Natural language processing for the detection of dementia
PRESENTER:
Kathleen Fraser
NRC
ABSTRACT:
Dementia is a gradual, pathological decline in cognitive ability, and
detecting dementia early in the disease trajectory is a significant
public health challenge. In this talk, I will present some of my
previous research on using natural language processing and machine
learning to automatically distinguish between short speech samples
from individuals with dementia and healthy elderly controls.
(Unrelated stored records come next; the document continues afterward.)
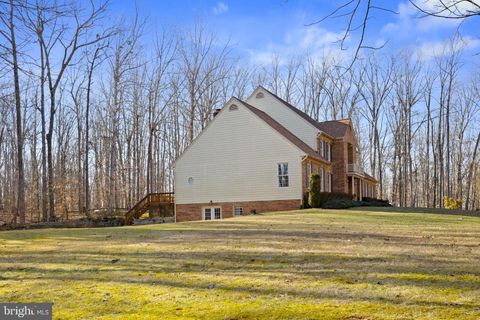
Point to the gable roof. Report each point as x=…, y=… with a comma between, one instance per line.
x=302, y=114
x=282, y=130
x=291, y=107
x=335, y=128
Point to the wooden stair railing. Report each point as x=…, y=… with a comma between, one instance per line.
x=151, y=200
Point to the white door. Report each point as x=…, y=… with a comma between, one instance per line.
x=212, y=213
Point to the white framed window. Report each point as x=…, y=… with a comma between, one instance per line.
x=238, y=211
x=308, y=171
x=283, y=174
x=328, y=155
x=322, y=179
x=218, y=213
x=207, y=214
x=212, y=213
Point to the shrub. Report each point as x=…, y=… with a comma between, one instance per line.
x=327, y=196
x=452, y=203
x=373, y=202
x=340, y=203
x=314, y=193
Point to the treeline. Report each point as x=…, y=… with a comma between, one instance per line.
x=94, y=112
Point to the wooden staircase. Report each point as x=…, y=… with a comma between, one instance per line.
x=152, y=201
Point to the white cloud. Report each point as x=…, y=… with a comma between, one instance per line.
x=220, y=8
x=429, y=50
x=314, y=41
x=410, y=20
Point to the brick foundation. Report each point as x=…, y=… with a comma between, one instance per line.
x=193, y=211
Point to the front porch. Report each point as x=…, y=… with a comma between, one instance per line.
x=361, y=185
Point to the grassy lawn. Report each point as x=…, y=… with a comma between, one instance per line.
x=310, y=264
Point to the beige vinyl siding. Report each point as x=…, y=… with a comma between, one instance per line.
x=235, y=159
x=286, y=117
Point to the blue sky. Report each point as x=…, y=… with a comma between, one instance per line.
x=259, y=29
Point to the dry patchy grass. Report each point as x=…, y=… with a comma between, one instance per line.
x=310, y=264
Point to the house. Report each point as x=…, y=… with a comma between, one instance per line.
x=257, y=155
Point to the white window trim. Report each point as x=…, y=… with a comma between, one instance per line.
x=235, y=211
x=280, y=165
x=212, y=212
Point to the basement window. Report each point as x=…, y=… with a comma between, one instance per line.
x=283, y=174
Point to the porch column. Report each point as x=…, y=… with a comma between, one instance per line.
x=360, y=183
x=353, y=185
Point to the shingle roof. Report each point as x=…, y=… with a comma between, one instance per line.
x=297, y=111
x=282, y=130
x=335, y=128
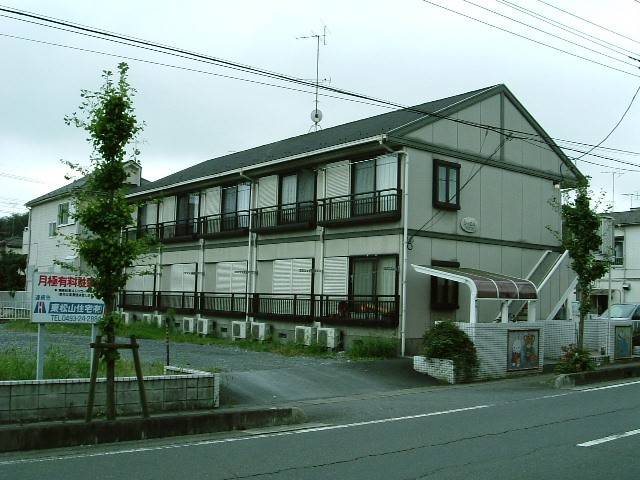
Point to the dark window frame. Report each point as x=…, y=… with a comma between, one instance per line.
x=450, y=167
x=352, y=173
x=618, y=261
x=297, y=173
x=375, y=258
x=438, y=283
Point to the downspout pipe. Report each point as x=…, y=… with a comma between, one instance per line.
x=248, y=282
x=405, y=251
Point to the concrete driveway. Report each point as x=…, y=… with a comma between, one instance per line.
x=259, y=378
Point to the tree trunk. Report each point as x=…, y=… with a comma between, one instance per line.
x=585, y=297
x=111, y=363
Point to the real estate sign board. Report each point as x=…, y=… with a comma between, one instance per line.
x=60, y=298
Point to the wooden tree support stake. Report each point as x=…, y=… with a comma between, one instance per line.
x=98, y=347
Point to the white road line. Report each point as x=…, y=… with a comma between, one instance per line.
x=242, y=439
x=610, y=438
x=606, y=387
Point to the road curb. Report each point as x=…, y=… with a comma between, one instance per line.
x=614, y=372
x=44, y=435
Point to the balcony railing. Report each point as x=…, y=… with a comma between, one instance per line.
x=142, y=301
x=292, y=216
x=136, y=233
x=177, y=230
x=232, y=304
x=364, y=310
x=224, y=224
x=183, y=302
x=361, y=207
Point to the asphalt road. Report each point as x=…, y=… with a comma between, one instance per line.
x=514, y=429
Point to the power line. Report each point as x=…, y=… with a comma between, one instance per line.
x=253, y=70
x=588, y=21
x=614, y=127
x=361, y=98
x=531, y=39
x=568, y=28
x=547, y=33
x=494, y=129
x=21, y=178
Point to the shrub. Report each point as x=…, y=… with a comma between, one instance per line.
x=575, y=360
x=445, y=340
x=374, y=347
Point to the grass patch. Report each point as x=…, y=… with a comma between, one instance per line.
x=373, y=348
x=20, y=364
x=151, y=332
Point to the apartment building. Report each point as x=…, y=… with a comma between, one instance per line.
x=625, y=268
x=323, y=228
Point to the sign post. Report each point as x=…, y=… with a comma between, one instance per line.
x=61, y=298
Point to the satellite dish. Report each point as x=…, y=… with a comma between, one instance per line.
x=316, y=116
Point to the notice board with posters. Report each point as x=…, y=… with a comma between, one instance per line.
x=523, y=349
x=60, y=298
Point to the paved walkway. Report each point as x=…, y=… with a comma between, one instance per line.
x=224, y=358
x=259, y=378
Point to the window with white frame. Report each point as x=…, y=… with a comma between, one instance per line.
x=63, y=214
x=618, y=251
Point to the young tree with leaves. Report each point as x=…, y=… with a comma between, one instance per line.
x=101, y=206
x=581, y=237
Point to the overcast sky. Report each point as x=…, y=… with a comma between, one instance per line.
x=406, y=51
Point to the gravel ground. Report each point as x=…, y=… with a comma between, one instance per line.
x=226, y=359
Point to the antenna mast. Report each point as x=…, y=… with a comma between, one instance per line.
x=316, y=114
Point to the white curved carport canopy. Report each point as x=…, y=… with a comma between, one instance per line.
x=486, y=285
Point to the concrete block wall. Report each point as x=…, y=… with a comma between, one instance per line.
x=36, y=400
x=558, y=334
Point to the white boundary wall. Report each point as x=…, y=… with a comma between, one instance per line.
x=491, y=341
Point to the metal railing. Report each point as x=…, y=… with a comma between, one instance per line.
x=136, y=233
x=225, y=223
x=273, y=305
x=292, y=215
x=374, y=310
x=178, y=301
x=223, y=303
x=380, y=203
x=179, y=229
x=138, y=300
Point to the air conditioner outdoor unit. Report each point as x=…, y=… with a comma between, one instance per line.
x=189, y=325
x=206, y=326
x=260, y=331
x=329, y=337
x=239, y=329
x=305, y=335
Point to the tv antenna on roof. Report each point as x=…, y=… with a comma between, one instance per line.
x=316, y=114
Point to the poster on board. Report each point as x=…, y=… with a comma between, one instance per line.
x=624, y=337
x=523, y=349
x=60, y=298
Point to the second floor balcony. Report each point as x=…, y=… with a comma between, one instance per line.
x=368, y=207
x=292, y=216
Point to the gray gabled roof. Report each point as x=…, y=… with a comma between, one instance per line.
x=66, y=191
x=328, y=137
x=630, y=217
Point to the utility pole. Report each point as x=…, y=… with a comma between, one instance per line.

I will
then discuss my recent research examining language and eye-tracking
data from people who have not yet been diagnosed with dementia, but
who have been identified as experiencing subtle changes in cognitive
function that put them at higher risk of developing dementia at some
point in the future. I will present preliminary results using this
multimodal dataset, and outline some of the issues surrounding
accuracy and interpretability of machine learning models in the
healthcare space.
BIO:
Dr. Kathleen Fraser is a researcher in the Text Analytics group at the
National Research Council. Her research focuses on using NLP and
machine learning to detect signs of cognitive or psychiatric
impairments from speech or written text, but she is broadly interested
in using NLP for healthcare applications. Fraser received her PhD in
computer science from the University of Toronto in 2016, and
subsequently completed a post-doc at the University of Gothenburg,
Sweden. She was named an MIT Rising Star in Electrical Engineering and
Computer Science in 2015, and was awarded the Governor General's Gold
Academic Medal in 2017. Fraser was also a co-founder of WinterLight
Labs, Inc., a start-up company based in Toronto.